Graph coloring is arguably the most exhaustively studied problem in the area of approximate counting. It is conjectured that there is a fully polynomial-time (randomized) approximation scheme (FPTAS/FPRAS) for counting the number of proper colorings as long as $q \geq Δ+ 1$, where $q$ is the number of colors and $Δ$ is the maximum degree of the graph. The bound of $q = Δ+ 1$ is the uniqueness threshold for Gibbs measure on $Δ$-regular infinite trees. However, the conjecture remained open even for any fixed $Δ\geq 3$ (The cases of $Δ=1, 2$ are trivial). In this paper, we design an FPTAS for counting the number of proper $4$-colorings on graphs with maximum degree $3$ and thus confirm the conjecture in the case of $Δ=3$. This is the first time to achieve this optimal bound of $q = Δ+ 1$. Previously, the best FPRAS requires $q > \frac{11}{6} Δ$ and the best deterministic FPTAS requires $q > 2.581Δ+ 1$ for general graphs.
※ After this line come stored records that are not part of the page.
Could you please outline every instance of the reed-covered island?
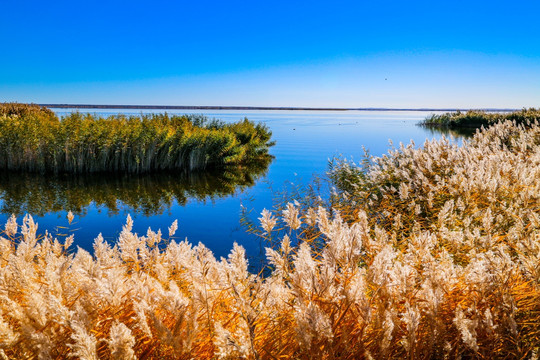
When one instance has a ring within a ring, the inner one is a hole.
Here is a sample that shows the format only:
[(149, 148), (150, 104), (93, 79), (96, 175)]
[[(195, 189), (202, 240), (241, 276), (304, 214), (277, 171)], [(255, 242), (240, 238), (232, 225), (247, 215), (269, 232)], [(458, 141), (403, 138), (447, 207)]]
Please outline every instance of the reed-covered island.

In the case of $Δ=3$, the best previous result is an FPRAS for counting proper 5-colorings. We note that there is a barrier to go beyond $q = Δ+ 2$ for single-site Glauber dynamics based FPRAS and we overcome this by correlation decay approach. Moreover, we develop a number of new techniques for the correlation decay approach which can find applications in other approximate counting problems.